In 2022, BYD produced 70.4 Gigawatt-hours (GWh) of batteries, or 13.6 per cent of the global market, making it the world’s third-biggest EV battery producer behind Contemporary Amperex Technology Limited (CATL) and South Korea’s LG Energy Solution.
More importantly, BYD owns the entire supply chain of EV batteries, from the minerals and raw materials to the finished battery packs, giving it greater control over its cost, profit margin and deliveries.
BYD also runs its own energy storage division and designs the semiconductor chips it uses in-house. The advantage not only helped BYD control costs, but also ensured speedy production and stable delivery.
“The competition over costs among EV makers is fierce, if you cannot lower the costs, you do not have the edge,” said Yale Zhang, managing director at the consultancy Automotive Foresight in Shanghai.
“BYD’s control over its own supply chain is unrivalled.”

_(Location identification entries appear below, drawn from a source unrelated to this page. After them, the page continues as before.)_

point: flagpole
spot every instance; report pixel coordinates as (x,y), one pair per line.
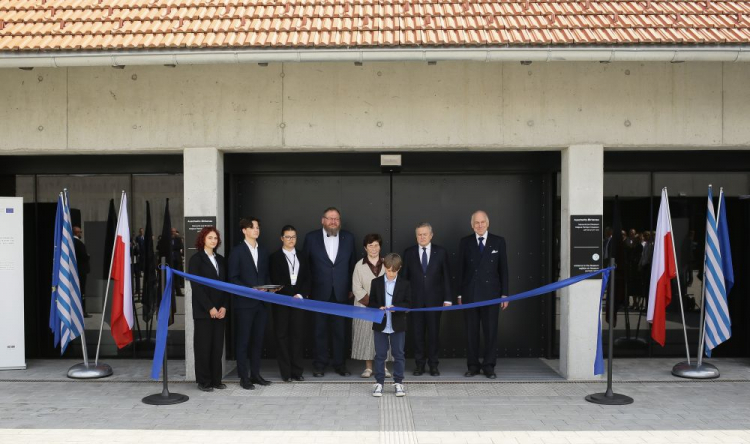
(83,327)
(83,371)
(109,275)
(677,271)
(699,370)
(702,318)
(703,308)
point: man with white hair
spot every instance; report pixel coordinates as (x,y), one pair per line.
(482,275)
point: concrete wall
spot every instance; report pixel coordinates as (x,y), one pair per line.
(378,106)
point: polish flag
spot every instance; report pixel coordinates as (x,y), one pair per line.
(663,270)
(122,295)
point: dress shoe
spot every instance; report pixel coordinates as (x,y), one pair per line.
(260,380)
(205,388)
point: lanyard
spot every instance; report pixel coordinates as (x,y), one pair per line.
(292,263)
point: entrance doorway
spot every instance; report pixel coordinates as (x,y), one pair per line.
(392,204)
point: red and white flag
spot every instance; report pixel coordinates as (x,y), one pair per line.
(122,295)
(663,270)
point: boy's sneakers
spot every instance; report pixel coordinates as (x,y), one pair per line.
(399,389)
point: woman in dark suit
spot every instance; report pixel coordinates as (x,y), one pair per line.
(209,310)
(290,269)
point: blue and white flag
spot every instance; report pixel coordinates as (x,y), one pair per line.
(66,311)
(718,326)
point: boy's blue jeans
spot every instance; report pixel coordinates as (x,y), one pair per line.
(396,341)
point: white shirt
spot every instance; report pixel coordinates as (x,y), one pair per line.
(390,287)
(421,250)
(292,263)
(253,253)
(212,258)
(332,245)
(484,237)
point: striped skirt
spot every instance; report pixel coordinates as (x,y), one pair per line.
(363,343)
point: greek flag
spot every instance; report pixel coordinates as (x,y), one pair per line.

BYD’s flagship Han EV has come a long way from the humble e6. A sleek, low-slung four-door sedan, the Han has a range of 715 kilometres on a charge, and can go from standstill to 100 kilometres/hour in 3.9 seconds.
With a cockpit wrapped in Nappa leather and wood trims, the all-electric model sells for about 300,000 yuan.

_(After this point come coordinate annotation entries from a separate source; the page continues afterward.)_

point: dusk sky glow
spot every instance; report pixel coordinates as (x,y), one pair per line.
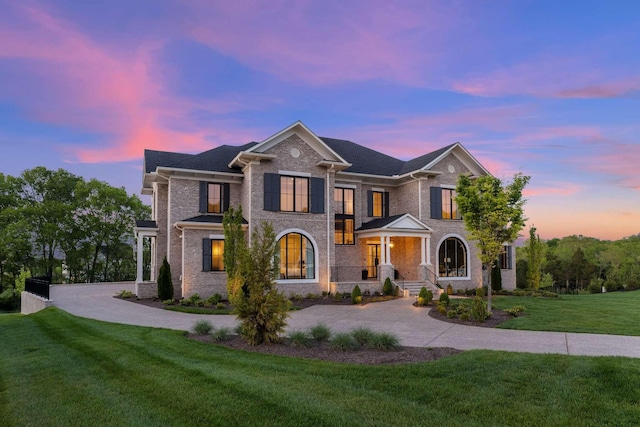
(547,88)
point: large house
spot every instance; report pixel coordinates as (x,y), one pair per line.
(343,214)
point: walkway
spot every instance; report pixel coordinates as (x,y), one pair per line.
(413,326)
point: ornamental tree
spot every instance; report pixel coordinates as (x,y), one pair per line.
(493,214)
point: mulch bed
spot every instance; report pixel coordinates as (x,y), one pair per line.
(323,351)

This week, BYD released its DiSus body control system to keep passengers in place during high-speed cornering and prevent the vehicle from rolling over.
It is the first Chinese carmaker to own and develop such technology in-house, a “breakthrough from zero to one [that] filled in the gap between domestic and foreign technologies, because we used to rely on foreign technologies”, Wang said.
Still, BYD has a lot of catching up to do, said Chen Jinzhu, CEO of consultancy Shanghai Mingliang Auto Service. The carmaker did not even make the top 10 in JD Power’s intelligence ranking of Chinese EV cars.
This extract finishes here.